Sarepta Therapeutics CEO Doug Ingram opened the company’s first-quarter earnings call Tuesday by acknowledging that, like the broader biopharma industry, the genetic medicine biotech is facing a challenging time.
Following report of a patient’s death after treatment with Sarepta’s Duchenne muscular dystrophy gene therapy Elevidys, some families have paused the treatment process to seek additional information, Ingram said on the call.
Patient hesitation, coupled with a severe flu season and administrative delays at some treatment sites, caused Elevidys to miss sales expectations. The drug delivered $375 million in sales during the first quarter, a 2% sequential decline and 11% below analysts’ consensus estimate.
As a result of these trends, Sarepta’s Chief Customer Officer Dallan Murray warned that Elevidys’ sales in the second quarter could be as much as 20% lower than in the first quarter.
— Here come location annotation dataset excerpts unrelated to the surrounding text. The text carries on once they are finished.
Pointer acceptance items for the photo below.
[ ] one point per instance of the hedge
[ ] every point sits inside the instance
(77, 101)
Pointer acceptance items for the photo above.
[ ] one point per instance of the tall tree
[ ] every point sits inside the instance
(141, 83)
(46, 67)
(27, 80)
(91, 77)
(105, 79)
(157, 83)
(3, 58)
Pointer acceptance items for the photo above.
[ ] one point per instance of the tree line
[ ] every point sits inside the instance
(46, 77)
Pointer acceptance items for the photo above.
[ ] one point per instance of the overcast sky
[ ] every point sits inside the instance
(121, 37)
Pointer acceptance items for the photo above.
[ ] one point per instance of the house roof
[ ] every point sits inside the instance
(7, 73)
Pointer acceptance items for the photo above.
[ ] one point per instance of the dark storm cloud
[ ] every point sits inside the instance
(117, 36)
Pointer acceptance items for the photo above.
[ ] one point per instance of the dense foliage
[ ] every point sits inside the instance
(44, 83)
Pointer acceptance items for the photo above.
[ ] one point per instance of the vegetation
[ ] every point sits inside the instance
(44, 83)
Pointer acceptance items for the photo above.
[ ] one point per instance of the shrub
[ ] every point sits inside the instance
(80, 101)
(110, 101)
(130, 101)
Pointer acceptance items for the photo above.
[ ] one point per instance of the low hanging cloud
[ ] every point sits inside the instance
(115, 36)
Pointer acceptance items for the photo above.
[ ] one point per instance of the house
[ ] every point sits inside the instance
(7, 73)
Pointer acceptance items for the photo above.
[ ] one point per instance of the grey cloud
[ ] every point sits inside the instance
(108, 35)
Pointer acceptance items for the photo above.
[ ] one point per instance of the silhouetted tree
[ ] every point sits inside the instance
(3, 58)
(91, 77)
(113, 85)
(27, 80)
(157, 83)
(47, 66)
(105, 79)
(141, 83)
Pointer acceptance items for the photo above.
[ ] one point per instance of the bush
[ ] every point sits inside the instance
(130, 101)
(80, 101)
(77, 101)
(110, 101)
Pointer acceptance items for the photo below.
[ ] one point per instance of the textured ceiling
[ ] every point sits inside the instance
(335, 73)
Sarepta has also dialed back its total 2025 revenue projection to a range between $2.3 billion and $2.6 billion exclusively because of lower Elevidys expectations, Ingram said. The company’s previous guidance was $2.9 billion to $3.1 billion, including $900 million in sales from its other DMD drugs Exondys 51, Vyondys 53 and Amondys 45.
However, Murray stressed that the company expects “only a temporary impact,” and that its long-term demand outlook for the one-time gene therapy “remains strong.” Ingram also noted that patient start forms are still coming in from both ambulatory and nonambulatory patients.
In March, Sarepta disclosed that a 16-year-old patient had passed away after developing acute liver failure following Elevidys treatment and a recent cytomegalovirus infection, which can infect and damage the liver. Elevidys, like other adeno-associated virus (AAV) vector-based gene therapies, comes with a liver toxicity risk. But the death was the first among more than 800 patients who have received the Duchenne therapy in clinical trials or in the commercial setting.
“We are continuing to explore what was uniquely different about this case than every of the other hundreds and hundreds of infusions that have occurred to date,” Ingram said.
The company has not received the autopsy report but expects it in the next month or two, according to Ingram.
Sarepta has submitted a request to the FDA to include the death case in Elevidys’ label, and the agency plans to review the situation by the end of the year, Sarepta’s R&D chief, Louise Rodino-Klapac, Ph.D., said on the call.
Data so far suggest no difference in the rates of adverse events in relationship to age or weight, Rodino-Klapac said. No relationships have been identified between liver safety signals and the total Elevidys dose administered, or patient age or weight.
Top experts in the DMD field have not changed their treatment approach and there are still families who view the benefit-risk profile of Elevidys positively, Ingram said. About 60% of Elevidys revenue comes from top sites and experts, many of whom are already fully booked out to 12 months, he noted, adding that the company needs to direct much of its attention to other sites with more available capacity.
But the hesitation in the broader DMD community is obvious.
Following the incident, Sarepta “immediately initiated extensive outreach” to doctors and the DMD community to educate them about Elevidys’ data, Murray said.
“Our current focus is on disseminating this information across the wider treating and referring physician landscape, which is a process that takes time,” he said.
Despite the unfortunate death, Elevidys still has “one of the most impressive safety profiles” of AAV-based gene therapies, Ingram said.
The chief executive also argued that the safety signal should be interpreted in the context of Elevidys’ efficacy profile. Two-year MRI results unveiled in January showed that patients treated with the drug had minimal muscle pathology progression. Patients who had originally been treated with placebo, who then crossed over to receive Elevidys, showed statistically significant and clinically meaningful functional benefit across several Duchenne tests compared with an external control group.
However, one analyst raised an investor concern about a worst-case scenario in which Elevidys is pulled from the market. And the appointment of long-time biopharma industry skeptic Vinay Prasad, M.D., as the new leader for the FDA’s Center for Biologics Evaluation and Research does not help with that narrative, the analyst noted.
Ingram wouldn’t comment on Prasad’s appointment.
“What I do remain confident about is that the FDA is going to be the FDA that had been for the last 100 years, which is an organization dedicated to following great science and fulfilling its mission of bringing life-enhancing therapies that are safe and efficacious to patients,” he said.